Zijn kleine modulaire kernreactoren wel de oplossing?
SMR's, kleine, modulaire kernreactoren, zouden een haalbaar alternatief zijn voor grote kerncentrales. Scheikundig ingenieur Kees van 't Land is niet overtuigd, schrijft hij in deze column voor De Ingenieur.
Vier nieuwe kerncentrales wil de demissionaire regering. Van twee daarvan wordt de bouw inmiddels voorbereid en demissionair minister Sophie Hermans van Klimaat en Groene Groei verwacht dat die in 2038 in bedrijf worden genomen. Van de twee andere centrales is nog niet zeker dat ze worden gebouwd.
De investeringen voor vier kerncentrales die recentelijk in de Verenigde Staten en Europa zijn afgebouwd, zijn veel hoger en de bouwtijden veel langer dan oorspronkelijk was voorzien. Daardoor is bij een aantal politici en kerncentralebouwers het beeld ontstaan dat centrales van dit formaat (> een gigawatt) te groot, te duur en te ingewikkeld zijn. Zij vragen daarom aandacht voor kleine modulaire reactoren (small modular reactors, SMRs). Het maximale vermogen daarvan is bijvoorbeeld driehonderd megawatt elektrisch.
SMR's in Nederland
De Programmadirectie Kernenergie van het ministerie van Economische Zaken publiceert later dit jaar een visie over de mogelijkheden van deze SMRs voor Nederland.

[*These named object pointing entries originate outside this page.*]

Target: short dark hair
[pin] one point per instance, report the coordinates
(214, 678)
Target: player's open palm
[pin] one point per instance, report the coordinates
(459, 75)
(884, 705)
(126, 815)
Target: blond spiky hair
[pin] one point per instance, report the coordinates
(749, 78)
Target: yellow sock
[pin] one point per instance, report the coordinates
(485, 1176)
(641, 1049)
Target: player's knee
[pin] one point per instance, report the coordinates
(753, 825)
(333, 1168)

Maar ik betwijfel of SMRs wel meer voordelen bieden dan de grote kernreactoren. Tijd om de voor- en nadelen op een rij te zetten.
Kostenbesparend
Eerst de voordelen. Passieve beveiliging wordt vaak door fabrikanten als pluspunt van SMRs aangegeven – het systeem regelt zichzelf naar een veilige situatie toe. Maar wie beter kijkt, ziet dat er toch een afsluiter moet worden opengezet: actieve beveiliging dus. SMRs kunnen in serie in een fabriek worden gemaakt – zoals grote verkeersvliegtuigen in megahallen worden geassembleerd – en naar de bouwplaats vervoerd. Dat zou ten opzichte van grote reactoren kostenbesparend werken.

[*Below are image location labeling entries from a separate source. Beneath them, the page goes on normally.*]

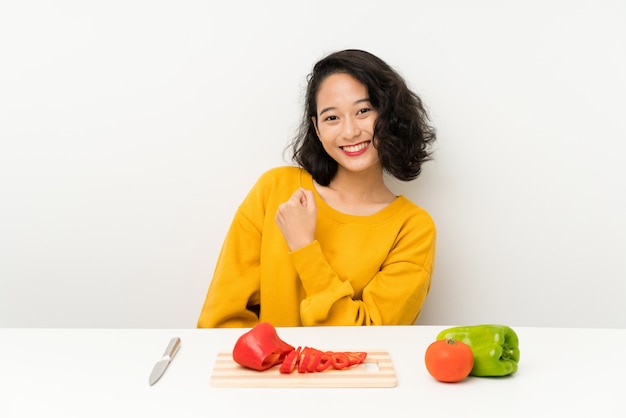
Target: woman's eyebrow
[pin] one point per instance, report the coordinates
(327, 109)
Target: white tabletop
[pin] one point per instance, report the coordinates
(104, 373)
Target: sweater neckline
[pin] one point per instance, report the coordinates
(323, 208)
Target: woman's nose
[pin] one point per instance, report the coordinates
(351, 128)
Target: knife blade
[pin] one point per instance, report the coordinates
(161, 365)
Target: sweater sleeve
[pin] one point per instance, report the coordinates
(394, 296)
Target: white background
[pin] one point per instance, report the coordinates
(131, 130)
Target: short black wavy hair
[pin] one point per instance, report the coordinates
(403, 130)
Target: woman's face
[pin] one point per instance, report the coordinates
(345, 123)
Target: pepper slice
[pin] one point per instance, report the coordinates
(495, 347)
(261, 348)
(290, 362)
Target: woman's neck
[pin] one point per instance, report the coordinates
(362, 193)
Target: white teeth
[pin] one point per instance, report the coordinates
(355, 148)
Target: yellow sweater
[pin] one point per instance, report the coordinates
(360, 270)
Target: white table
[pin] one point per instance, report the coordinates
(104, 373)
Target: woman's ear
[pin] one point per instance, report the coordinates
(314, 120)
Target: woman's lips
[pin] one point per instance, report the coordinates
(356, 149)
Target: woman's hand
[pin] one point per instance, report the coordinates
(296, 219)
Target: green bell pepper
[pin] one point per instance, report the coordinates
(495, 347)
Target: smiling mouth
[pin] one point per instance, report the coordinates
(356, 147)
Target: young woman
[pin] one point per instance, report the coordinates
(326, 242)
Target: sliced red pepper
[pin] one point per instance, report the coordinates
(261, 348)
(341, 361)
(356, 357)
(305, 357)
(326, 360)
(314, 360)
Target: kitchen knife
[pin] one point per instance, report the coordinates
(161, 365)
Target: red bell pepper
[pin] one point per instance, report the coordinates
(261, 348)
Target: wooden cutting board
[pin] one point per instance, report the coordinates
(377, 371)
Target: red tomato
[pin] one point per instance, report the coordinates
(449, 360)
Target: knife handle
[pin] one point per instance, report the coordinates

Maar grotere kerncentrales kunnen net zo goed snel beginnen met een kleiner aantal reactoren en dat na verloop van tijd uitbreiden. Verder zijn de beveiligingssystemen voor SMRs eenvoudiger uit te voeren dan voor grote centrales omdat ze kleiner zijn, is het idee, en zou een kleinere beveiligingszone volstaan. Zelfs een koepel zou door die betere beveiliging niet nodig zijn. Nog afgezien van het feit of die betere beveiliging waar is: koepels hebben nog een functie. Ze vangen vallende vliegtuigen, drones en raketten op.
Bij internationale conflicten wordt Nederland gevoeliger voor chantage
SMRs worden geroemd om hun flexibiliteit. Ze kunnen naast elektriciteitsopwekking ook dienen voor waterstofproductie, zeewaterontzilting, chemische reactoren en datacenters. Dat klopt, maar dan is de vraag of het verstandig is om radioactief materiaal naar en van veel verschillende plaatsen te vervoeren en daar ook op te slaan.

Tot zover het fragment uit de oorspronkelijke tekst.